Great Expectations

Loving Everyone
 
Author's Note: This is a response to the prompt: How can you love everybody? Can you love everyone? I tried using syntactic and semantic devices that I've never used before to change it up. Please leave a comment about how I did.

Love is such a cliché word; you can use it to describe how you feel towards your family and you can use to say how you feel towards your neighbor. Sometimes saying the words "I love you" can mean the world to you and sometimes they can just remind you that you have a friend. There's so many levels of love that often an explanation has to follow those simple words. I think maybe sometimes the word "love" is over used. There are those types of people who claim they love everyone and everything. True, it is possible to love everyone, but because it is conceivable doesn't mean that everyone does.

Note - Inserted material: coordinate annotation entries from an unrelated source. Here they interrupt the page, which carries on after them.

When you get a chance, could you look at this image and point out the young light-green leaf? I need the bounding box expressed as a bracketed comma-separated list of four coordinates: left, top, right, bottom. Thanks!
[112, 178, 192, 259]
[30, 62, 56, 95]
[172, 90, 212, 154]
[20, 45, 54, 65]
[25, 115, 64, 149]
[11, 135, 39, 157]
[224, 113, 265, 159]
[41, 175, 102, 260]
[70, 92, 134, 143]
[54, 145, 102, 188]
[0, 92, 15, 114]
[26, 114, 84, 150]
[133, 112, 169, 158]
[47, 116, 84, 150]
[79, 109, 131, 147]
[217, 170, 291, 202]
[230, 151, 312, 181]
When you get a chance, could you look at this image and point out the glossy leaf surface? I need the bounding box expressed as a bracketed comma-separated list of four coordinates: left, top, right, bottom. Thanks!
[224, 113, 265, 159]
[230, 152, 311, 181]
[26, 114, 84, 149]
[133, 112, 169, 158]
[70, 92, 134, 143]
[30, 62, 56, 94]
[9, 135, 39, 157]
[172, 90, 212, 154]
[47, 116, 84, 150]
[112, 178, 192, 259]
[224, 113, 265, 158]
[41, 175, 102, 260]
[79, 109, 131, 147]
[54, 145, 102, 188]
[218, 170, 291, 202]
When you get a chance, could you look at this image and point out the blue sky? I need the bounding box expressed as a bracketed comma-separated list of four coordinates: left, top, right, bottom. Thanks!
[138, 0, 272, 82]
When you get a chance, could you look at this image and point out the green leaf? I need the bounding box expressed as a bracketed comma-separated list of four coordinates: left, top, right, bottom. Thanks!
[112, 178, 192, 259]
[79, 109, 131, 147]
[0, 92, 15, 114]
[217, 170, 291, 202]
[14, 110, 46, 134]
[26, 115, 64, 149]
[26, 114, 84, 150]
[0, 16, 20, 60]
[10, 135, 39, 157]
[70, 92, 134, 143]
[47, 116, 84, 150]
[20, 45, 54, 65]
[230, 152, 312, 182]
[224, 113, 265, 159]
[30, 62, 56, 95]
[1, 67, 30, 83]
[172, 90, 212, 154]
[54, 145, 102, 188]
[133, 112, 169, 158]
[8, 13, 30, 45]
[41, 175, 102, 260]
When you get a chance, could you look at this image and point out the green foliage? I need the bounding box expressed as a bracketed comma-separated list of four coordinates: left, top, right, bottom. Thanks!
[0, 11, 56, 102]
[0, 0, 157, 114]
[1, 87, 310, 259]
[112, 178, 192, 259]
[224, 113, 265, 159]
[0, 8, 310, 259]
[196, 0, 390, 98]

In Great Expectations, Pip is perceived to love everyone, from his sister, to Joe, all the way to the convict in the marshes. Pip is so innocent that doesn't see the convict as bad, he describes him as "my convict". Judging by how he interacts with people, he never displays hatred toward anyone. This may be because he is young and inexperienced, but I think it is just his personality. Pip is a happy, young boy, despite being born into the world with his family already deceased. He has found that to love and to be loved is something that can make him content and have a positive outlook on things. Since he is still young, he has a long journey to go and much more to discover about the act of loving.

Though it is true that I don't love everyone, I try my hardest to love the people that surround me. It says in the Matthew 5:44  "But I tell you: Love your enemies and pray for those who persecute you,". We all need to try to love our family, love our acquaintances, and love our adversaries. Our days are numbered, and life is like the blink of an eye. We need to love everyone, so that we don't waste our time holding a grudge.

Motivation

Author's Note: This is a response to the prompt: What is Pip's real motivation for bringing the food and the file to the convict who waits for him in the cemetery? I really struggled coming up with an answer to this question, so Mr. Johnson just told explain my thought process and what I thought about that particular part in the book. I, also, tried to incorporate a syntactic and semantic device in the piece and it says in my writing goals on the right.

Sometimes we do things out of fear, sometimes our pure motives are just to stay alive, and sometimes when we are frightened we do things that don't reflect our true personality. In the book, Great Expectations by Charles Dickens, Pip's world is literally turned upside down by a convict, who forces him to steal from his sister. It was against his will to do such an impractical thing, but out of fear he does it anyway. Knowing that this was wrong, we wonder why would he do such a thing? Was his true motive fear, or was it something else? Something besides what the author says? Truth be told, I'm not sure what his real reason for stealing was, but I do know he comprised his morals for this.

The convict threatened Pip that he would send a another convict after him to kill him. Of course, being the young naïve boy he was, Pip obeyed the stranger and brought him the "whittles" and the file that he asked for. He knew this was wrong, but did it anyway. Therefore he compromised his values and did something knowing it was wrong. When I read this, my first reaction was to say that it is wrong of him to do that and nobody should every steal from their family. Then I realized, if I were to go back and put my feet in his shoes maybe I would have done the same thing. When being frightened with my life, I think I would have just stolen from my family, not because I would want to risk losing their trust, but because just a few pieces of food missing is better than being having to worry about the other convict.

Though we do not know Pip's real motivation for bringing the food to the convict, we can learn that something as little as stealing is never just. One act of disobedience can lead to another act of disobedience to try to cover the initial sin; therefore resulting in something that was never foreseen when the you originally did it. It's like getting lost, if you take one wrong turn you have to take another to get back to the right path. Even once you think you are going in the right direct, you could take a wrong turn any second.